Recensez le mobilier, le matériel professionnel, l'informatique et les aménagements, à leur valeur de remplacement à neuf.
- Évaluer le stock au plus juste.
Retenez la valeur moyenne du stock sur l'année, en signalant les pics saisonniers pour éviter la sous-assurance en haute saison.
- Actualiser chaque année.
Un nouvel équipement, un agrandissement ou une hausse du stock doit être déclaré : la couverture doit suivre la réalité de l'entreprise, pas celle du jour de la souscription.
Un inventaire tenu à jour, idéalement photographié et daté, accélère aussi l'indemnisation : en cas de sinistre, il évite les discussions sur la valeur des biens détruits et raccourcit sensiblement le délai de règlement.
Réduire la facture sans se sous-assurer
La prime se travaille, à condition de ne jamais rogner sur les capitaux ni sur les garanties essentielles. Quatre leviers font baisser le coût de 15 à 30 % sans fragiliser la couverture.
- Équiper le local d'une alarme reliée à la télésurveillance et d'extincteurs entretenus : les rabais vol et incendie sont immédiats.
- Mettre en concurrence trois assureurs à garanties et capitaux strictement identiques.
- Ajuster la franchise à sa trésorerie plutôt que de supprimer une garantie utile.
- Regrouper multirisque, RC pro et protection juridique chez un même assureur pour obtenir une remise multi-contrats.
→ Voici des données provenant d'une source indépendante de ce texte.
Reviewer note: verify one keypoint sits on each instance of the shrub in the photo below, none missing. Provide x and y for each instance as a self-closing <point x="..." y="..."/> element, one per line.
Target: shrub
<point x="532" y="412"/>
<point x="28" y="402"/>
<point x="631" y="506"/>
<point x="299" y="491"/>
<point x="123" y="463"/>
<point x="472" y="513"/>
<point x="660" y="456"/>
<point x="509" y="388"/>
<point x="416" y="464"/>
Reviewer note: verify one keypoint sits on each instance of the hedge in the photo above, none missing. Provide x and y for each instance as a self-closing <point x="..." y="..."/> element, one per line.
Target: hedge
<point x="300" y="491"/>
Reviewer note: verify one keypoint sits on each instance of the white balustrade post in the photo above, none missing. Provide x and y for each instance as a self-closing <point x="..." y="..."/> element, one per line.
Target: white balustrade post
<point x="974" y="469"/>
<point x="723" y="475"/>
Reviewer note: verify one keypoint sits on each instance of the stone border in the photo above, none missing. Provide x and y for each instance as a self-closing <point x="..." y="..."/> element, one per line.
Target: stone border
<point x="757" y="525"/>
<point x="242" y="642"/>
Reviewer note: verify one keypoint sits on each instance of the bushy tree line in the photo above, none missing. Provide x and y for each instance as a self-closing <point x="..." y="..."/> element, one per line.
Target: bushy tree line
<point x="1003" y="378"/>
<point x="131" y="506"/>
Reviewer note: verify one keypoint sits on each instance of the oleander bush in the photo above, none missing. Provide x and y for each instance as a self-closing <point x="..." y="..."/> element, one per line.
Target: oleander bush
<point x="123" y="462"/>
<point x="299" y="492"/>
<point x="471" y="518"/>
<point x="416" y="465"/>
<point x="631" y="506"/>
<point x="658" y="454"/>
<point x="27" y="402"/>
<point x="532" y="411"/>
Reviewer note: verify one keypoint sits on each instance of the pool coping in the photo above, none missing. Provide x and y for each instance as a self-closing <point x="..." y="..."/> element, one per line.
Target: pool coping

« La pire économie sur une multirisque, c'est la sous-déclaration des capitaux. Le jour du sinistre, la règle proportionnelle transforme une prime allégée en indemnité amputée. On réduit la prime par la prévention, jamais par le sous-dimensionnement. »
Le chiffre
30 %C'est l'économie moyenne obtenue en cumulant prévention (alarme reliée à la télésurveillance, extincteurs entretenus) et mise en concurrence à garanties identiques, sans jamais toucher au niveau des capitaux assurés.